It’s pretty obvious who she is. First Minister Nivi Winthur’s daughter Tinka has gone missing. It soon seems clear that the murder was political. Although Nivi’s opponent in the coming election, Malik Uutaaq, is running on a platform of Greenland for Greenlanders, not Danes, he prefers his sex partners to be half Danish and very young. Tinka was the most recent. But would Malik actually murder her?
When Nivi meets Maratse, she asks him to help find her daughter’s killer.
Although after two revealing conversations, I didn’t find it hard to guess the murderer, I liked this novel for other reasons, mostly its exotic setting and descriptions of life in Greenland. (How many mysteries have sled dogs in them?) It is described as Arctic Noir on the cover, but except for the crime and the suspenseful ending, it was more of a cozy mystery.
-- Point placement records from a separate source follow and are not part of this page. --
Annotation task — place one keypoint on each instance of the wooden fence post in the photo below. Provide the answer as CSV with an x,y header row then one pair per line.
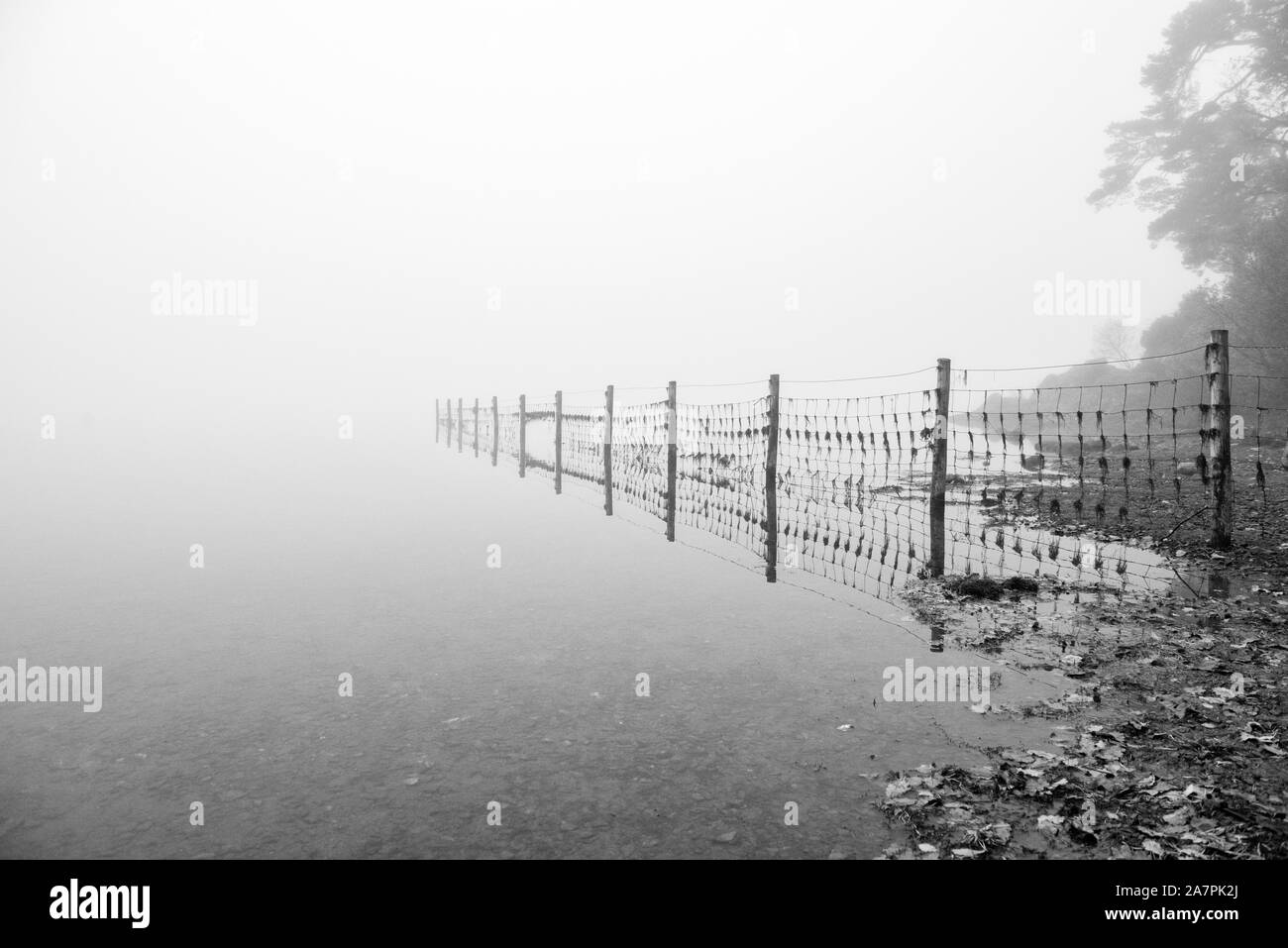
x,y
772,485
939,472
558,442
523,436
608,451
670,459
1218,368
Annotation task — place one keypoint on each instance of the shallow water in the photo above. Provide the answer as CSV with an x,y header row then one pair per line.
x,y
472,685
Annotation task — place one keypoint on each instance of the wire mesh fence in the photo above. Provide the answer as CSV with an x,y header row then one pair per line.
x,y
965,474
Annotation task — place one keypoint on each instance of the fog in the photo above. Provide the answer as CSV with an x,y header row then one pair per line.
x,y
477,198
385,204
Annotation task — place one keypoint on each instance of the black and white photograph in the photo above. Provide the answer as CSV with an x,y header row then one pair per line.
x,y
771,432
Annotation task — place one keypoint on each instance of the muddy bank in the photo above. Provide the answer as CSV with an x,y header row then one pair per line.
x,y
1167,741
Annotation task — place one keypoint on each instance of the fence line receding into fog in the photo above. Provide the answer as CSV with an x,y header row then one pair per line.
x,y
868,489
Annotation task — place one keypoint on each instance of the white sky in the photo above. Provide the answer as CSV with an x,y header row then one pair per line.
x,y
642,181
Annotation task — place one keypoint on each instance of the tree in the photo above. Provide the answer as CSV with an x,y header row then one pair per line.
x,y
1210,154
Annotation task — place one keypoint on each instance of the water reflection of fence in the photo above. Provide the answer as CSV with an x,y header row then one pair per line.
x,y
952,476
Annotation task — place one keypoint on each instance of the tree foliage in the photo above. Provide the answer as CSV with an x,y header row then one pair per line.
x,y
1210,154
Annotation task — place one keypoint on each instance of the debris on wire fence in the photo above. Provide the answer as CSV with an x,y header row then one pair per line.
x,y
939,475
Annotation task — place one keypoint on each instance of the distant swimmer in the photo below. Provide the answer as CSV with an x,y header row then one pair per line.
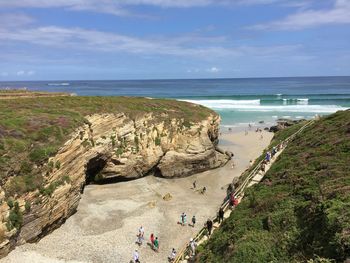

I have read a couple of other books taking place in Greenland and it is a fascinating surrounding for a thriller. This sounds thrilling.
This is the first book in this series, but apparently he has written several series.
It was the setting that I most enjoyed in this too, and I liked the insight into how politics works in the country. They call almost every crime novel noir these days – it’s annoying!
I agree! There’s something to be said, a lot to be said, for the ones that aren’t noir!